Least squares variational inference
Variational inference seeks the best approximation of a target distribution within a chosen family, where best means minimizing Kullback-Leibler divergence. When the approximation family is exponential, the optimal approximation satisfies a fixed-point equation. We introduce LSVI (Least Squares Variational Inference), a gradient-free, Monte Carlo-based scheme for the fixed-point recursion, where each iteration boils down to performing ordinary least squares regression on tempered log-target evaluations under the variational approximation. We show that LSVI is equivalent to biased stochastic natural gradient descent and use this to derive convergence rates with respect to the numbers of samples and iterations.

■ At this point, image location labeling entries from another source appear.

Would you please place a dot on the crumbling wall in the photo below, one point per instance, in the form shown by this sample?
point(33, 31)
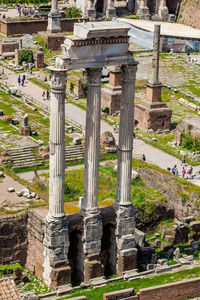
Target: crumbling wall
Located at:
point(179, 199)
point(189, 13)
point(13, 239)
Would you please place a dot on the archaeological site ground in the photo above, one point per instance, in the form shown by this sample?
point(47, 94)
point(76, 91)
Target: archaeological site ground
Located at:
point(99, 150)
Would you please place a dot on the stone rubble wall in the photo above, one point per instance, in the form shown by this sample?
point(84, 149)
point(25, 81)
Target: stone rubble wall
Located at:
point(33, 26)
point(189, 13)
point(13, 239)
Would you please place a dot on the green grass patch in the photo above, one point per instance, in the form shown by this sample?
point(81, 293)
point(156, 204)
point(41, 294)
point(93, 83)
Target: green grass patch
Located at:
point(40, 83)
point(137, 284)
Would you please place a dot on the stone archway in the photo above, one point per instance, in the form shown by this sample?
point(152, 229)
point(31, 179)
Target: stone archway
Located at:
point(76, 256)
point(108, 252)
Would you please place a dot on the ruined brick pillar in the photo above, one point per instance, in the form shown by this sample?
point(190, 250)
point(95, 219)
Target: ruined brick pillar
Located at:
point(163, 11)
point(143, 10)
point(54, 18)
point(92, 217)
point(125, 230)
point(56, 240)
point(152, 113)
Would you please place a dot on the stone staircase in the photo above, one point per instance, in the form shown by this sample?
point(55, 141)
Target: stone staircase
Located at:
point(23, 158)
point(74, 153)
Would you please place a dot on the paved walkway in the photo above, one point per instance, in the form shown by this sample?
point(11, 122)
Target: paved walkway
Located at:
point(71, 111)
point(153, 155)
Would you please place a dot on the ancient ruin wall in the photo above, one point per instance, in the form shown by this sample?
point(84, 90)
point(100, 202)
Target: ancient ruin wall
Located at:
point(13, 239)
point(179, 199)
point(190, 12)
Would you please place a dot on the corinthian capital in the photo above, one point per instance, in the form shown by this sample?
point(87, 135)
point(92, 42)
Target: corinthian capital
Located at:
point(58, 79)
point(129, 72)
point(94, 76)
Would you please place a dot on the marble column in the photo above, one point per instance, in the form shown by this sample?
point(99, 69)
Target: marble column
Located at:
point(56, 240)
point(92, 229)
point(156, 55)
point(54, 18)
point(92, 141)
point(163, 11)
point(110, 10)
point(143, 10)
point(91, 11)
point(125, 230)
point(154, 87)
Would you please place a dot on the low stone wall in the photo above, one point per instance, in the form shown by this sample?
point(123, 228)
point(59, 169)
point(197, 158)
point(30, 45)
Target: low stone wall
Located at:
point(177, 290)
point(13, 239)
point(16, 27)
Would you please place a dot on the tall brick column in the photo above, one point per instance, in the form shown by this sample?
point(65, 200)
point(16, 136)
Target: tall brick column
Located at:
point(92, 217)
point(54, 18)
point(125, 231)
point(56, 240)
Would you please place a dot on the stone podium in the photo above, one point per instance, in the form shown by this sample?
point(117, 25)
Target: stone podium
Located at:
point(93, 46)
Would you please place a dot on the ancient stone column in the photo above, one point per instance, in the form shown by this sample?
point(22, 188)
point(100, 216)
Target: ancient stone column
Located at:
point(56, 240)
point(57, 145)
point(143, 10)
point(92, 232)
point(110, 10)
point(92, 140)
point(156, 54)
point(54, 18)
point(163, 11)
point(125, 231)
point(91, 11)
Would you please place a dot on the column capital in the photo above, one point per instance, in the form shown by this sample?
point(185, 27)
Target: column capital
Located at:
point(94, 76)
point(129, 72)
point(58, 80)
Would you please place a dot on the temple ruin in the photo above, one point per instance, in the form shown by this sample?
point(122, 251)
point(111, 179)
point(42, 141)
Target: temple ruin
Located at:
point(86, 245)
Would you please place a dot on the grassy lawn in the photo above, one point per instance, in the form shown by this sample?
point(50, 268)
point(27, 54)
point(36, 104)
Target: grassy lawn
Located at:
point(137, 284)
point(17, 109)
point(40, 83)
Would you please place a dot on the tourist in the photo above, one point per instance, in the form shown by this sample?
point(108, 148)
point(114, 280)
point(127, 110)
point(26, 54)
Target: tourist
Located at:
point(183, 159)
point(43, 95)
point(19, 79)
point(174, 170)
point(183, 172)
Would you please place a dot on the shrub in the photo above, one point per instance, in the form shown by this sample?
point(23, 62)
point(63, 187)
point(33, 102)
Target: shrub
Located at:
point(26, 55)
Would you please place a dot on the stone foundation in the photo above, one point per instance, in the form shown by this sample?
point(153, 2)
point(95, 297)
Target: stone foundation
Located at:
point(92, 248)
point(53, 40)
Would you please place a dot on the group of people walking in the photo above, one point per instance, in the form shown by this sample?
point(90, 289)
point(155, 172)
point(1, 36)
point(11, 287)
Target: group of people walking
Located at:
point(184, 172)
point(45, 95)
point(21, 80)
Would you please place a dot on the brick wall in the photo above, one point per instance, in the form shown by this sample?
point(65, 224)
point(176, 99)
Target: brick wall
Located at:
point(177, 290)
point(32, 26)
point(13, 239)
point(8, 47)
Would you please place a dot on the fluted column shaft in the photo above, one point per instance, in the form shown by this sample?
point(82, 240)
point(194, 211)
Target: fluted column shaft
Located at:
point(156, 53)
point(92, 140)
point(57, 144)
point(54, 6)
point(125, 146)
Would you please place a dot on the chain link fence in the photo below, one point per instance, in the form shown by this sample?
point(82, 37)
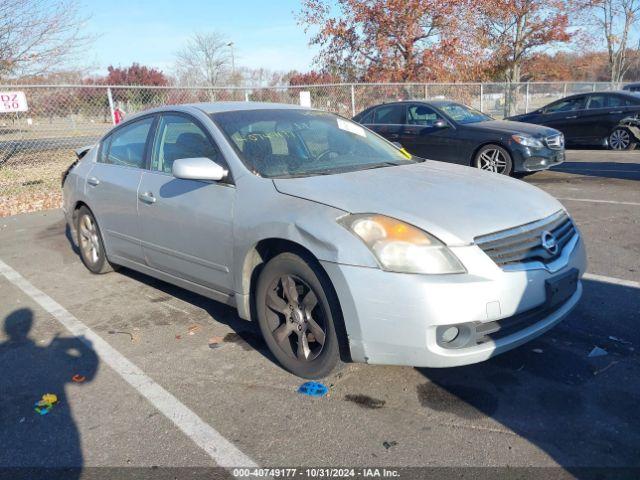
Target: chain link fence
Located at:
point(38, 144)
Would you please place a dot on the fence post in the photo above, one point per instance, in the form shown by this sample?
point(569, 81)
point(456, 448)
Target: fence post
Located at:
point(110, 98)
point(353, 100)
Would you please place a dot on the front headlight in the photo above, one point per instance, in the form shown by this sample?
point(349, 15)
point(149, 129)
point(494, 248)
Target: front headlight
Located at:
point(527, 141)
point(400, 247)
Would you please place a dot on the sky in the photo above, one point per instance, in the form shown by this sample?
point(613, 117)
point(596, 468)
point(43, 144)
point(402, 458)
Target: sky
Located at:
point(265, 33)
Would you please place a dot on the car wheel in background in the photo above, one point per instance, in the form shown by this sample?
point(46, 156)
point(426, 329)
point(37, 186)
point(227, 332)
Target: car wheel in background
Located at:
point(297, 309)
point(90, 242)
point(621, 139)
point(493, 158)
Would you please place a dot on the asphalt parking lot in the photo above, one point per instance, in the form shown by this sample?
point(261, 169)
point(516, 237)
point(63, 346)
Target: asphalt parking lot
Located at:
point(156, 395)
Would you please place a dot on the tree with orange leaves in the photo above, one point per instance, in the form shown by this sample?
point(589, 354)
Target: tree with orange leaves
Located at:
point(512, 31)
point(386, 40)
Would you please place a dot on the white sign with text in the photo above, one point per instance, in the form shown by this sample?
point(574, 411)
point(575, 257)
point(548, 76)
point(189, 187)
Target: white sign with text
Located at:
point(305, 99)
point(13, 102)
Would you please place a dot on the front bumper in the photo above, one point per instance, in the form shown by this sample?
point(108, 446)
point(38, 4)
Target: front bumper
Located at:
point(393, 318)
point(527, 159)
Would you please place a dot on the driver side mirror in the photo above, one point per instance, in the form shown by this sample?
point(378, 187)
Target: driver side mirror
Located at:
point(199, 168)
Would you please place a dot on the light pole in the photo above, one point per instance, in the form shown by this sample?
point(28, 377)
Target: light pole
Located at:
point(233, 62)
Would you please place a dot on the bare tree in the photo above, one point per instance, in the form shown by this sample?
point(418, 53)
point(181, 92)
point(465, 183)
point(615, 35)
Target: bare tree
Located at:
point(204, 60)
point(37, 36)
point(615, 20)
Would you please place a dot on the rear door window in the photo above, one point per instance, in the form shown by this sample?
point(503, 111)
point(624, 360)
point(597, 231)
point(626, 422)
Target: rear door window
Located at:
point(126, 146)
point(598, 101)
point(178, 136)
point(422, 115)
point(390, 115)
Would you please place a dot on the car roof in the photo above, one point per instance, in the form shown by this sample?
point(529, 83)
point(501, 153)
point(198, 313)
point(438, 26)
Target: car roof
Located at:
point(598, 92)
point(433, 103)
point(217, 107)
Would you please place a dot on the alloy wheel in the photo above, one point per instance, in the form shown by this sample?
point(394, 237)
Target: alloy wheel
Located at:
point(89, 242)
point(296, 318)
point(620, 139)
point(492, 160)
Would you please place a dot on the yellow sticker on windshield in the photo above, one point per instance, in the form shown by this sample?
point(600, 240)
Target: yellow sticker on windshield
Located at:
point(405, 153)
point(351, 127)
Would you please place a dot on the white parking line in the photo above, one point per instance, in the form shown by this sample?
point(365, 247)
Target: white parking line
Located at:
point(615, 281)
point(592, 200)
point(221, 450)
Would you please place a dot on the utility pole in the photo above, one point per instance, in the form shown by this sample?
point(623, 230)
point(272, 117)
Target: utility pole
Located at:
point(233, 64)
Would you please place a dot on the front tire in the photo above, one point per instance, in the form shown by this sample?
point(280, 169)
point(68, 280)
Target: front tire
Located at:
point(621, 139)
point(90, 242)
point(494, 158)
point(297, 310)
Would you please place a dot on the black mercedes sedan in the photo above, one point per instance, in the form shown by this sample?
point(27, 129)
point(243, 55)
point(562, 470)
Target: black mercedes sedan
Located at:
point(452, 132)
point(605, 119)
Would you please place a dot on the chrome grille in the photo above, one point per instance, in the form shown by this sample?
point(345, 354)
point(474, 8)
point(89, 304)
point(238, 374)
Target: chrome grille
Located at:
point(524, 243)
point(555, 142)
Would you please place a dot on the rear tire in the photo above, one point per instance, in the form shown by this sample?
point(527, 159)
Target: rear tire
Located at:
point(621, 139)
point(494, 158)
point(297, 310)
point(90, 243)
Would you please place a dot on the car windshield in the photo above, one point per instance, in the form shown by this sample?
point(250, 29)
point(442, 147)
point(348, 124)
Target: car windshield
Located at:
point(280, 143)
point(463, 114)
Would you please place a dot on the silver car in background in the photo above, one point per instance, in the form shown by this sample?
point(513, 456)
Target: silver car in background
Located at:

When the approximation family is Gaussian, LSVI involves inverting the Fisher information matrix, whose size grows quadratically with dimension $d$. We exploit the regression formulation to eliminate the need for this inversion, yielding $O(d^3)$ complexity in the full-covariance case and $O(d)$ in the mean-field case. Finally, we numerically demonstrate LSVI's performance on various tasks, including logistic regression, discrete variable selection, and Bayesian synthetic likelihood, showing competitive results with state-of-the-art methods, even when gradients are unavailable.